11月26日が26/11というように日付が前になるのは、アメリカ式英語とインド式英語(イギリスもそうかな)の違いのため。アメリカでは月、日、年の順だが、インドでは日、月、年の順。

26/11から早3ヶ月。事件のインパクトは今も色濃い。市民生活への影響はともかく、政治的なインパクトが甚大であったことに疑いの余地はない。

早3ヶ月だが、視点を変えればまだ3ヶ月。書店でこの事件に関する本を見つけた時には、その早さに驚いた。

Harinder Baweja, ed., 26/11: Mumbai Attacked, New Delhi: Roli Books, 2009. Rs. 295. 216 pg.


ジャーナリストによる叙述的な作品。「なぜ」を説明するのではなく、「なにが起きたか」をまとめた本。事件そのものの展開を説明することに紙幅の大部分が割かれる。したがって学術的な関心に応えてくれる本ではないが、何かの役には立つかもしれないと思い、購入。

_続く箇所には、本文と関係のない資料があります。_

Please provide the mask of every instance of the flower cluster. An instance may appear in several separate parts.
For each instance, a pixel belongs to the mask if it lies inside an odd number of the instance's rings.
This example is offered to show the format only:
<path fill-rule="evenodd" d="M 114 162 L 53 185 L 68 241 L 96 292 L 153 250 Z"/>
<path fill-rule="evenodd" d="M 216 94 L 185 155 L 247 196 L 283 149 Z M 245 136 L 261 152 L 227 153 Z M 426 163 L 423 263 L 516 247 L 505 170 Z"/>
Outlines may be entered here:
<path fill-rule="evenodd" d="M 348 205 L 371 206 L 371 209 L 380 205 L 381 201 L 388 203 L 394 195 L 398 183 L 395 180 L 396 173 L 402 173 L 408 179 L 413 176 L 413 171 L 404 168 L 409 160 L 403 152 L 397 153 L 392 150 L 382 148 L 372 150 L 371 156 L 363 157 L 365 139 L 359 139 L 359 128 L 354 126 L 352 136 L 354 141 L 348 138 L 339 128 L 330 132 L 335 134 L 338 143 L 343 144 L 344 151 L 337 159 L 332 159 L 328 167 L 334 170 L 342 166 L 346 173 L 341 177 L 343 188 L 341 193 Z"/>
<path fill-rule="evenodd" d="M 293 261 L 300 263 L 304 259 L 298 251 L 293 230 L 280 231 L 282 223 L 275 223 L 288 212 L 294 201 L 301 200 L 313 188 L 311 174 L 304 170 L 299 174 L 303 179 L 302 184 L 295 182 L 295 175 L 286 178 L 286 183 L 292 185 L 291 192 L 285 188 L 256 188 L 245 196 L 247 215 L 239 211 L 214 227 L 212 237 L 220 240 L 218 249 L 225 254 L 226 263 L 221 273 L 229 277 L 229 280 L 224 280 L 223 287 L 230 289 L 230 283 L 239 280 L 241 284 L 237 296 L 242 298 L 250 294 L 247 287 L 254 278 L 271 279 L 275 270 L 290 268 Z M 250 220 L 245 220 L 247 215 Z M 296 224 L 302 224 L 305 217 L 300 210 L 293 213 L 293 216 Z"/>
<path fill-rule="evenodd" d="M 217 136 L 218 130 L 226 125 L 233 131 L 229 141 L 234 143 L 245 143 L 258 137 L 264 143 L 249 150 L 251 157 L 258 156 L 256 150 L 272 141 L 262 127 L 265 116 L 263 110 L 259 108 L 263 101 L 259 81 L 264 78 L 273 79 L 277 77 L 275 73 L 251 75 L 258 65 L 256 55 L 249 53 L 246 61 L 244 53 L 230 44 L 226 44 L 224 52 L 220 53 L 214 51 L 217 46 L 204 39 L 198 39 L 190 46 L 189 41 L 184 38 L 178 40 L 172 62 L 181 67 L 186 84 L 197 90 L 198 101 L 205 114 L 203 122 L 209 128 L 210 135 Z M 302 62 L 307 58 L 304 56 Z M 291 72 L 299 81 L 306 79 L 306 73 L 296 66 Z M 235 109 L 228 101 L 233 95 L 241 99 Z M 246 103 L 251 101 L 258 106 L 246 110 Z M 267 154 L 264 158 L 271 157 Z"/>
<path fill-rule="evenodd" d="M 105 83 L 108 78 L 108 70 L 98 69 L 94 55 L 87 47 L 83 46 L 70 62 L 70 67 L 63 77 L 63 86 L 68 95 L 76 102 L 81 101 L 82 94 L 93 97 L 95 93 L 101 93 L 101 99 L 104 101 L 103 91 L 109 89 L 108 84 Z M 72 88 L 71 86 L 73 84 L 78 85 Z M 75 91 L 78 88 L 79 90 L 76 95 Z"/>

この本を見て(読んではいない)気になったのは、事件を美化しようとする傾向が感じられたこと。事件に現場で関わったインド側関係者を英雄視するようなところが見られる。9/11のときも同じような傾向があった。そのような心理が働くことは理解できる。だが、凶悪なテロリストに対峙する英雄たちという構図を際立てることには怖さも伴う。9/11後のアメリカを想起せざるを得ない。事件から3ヶ月、インド政府はきわめて抑制的な対応をしているが。

歴史の記憶という問題は、国際政治における1つの研究分野と言える。26/11が今後人々にどのように記憶されていくことになるかは、興味深い。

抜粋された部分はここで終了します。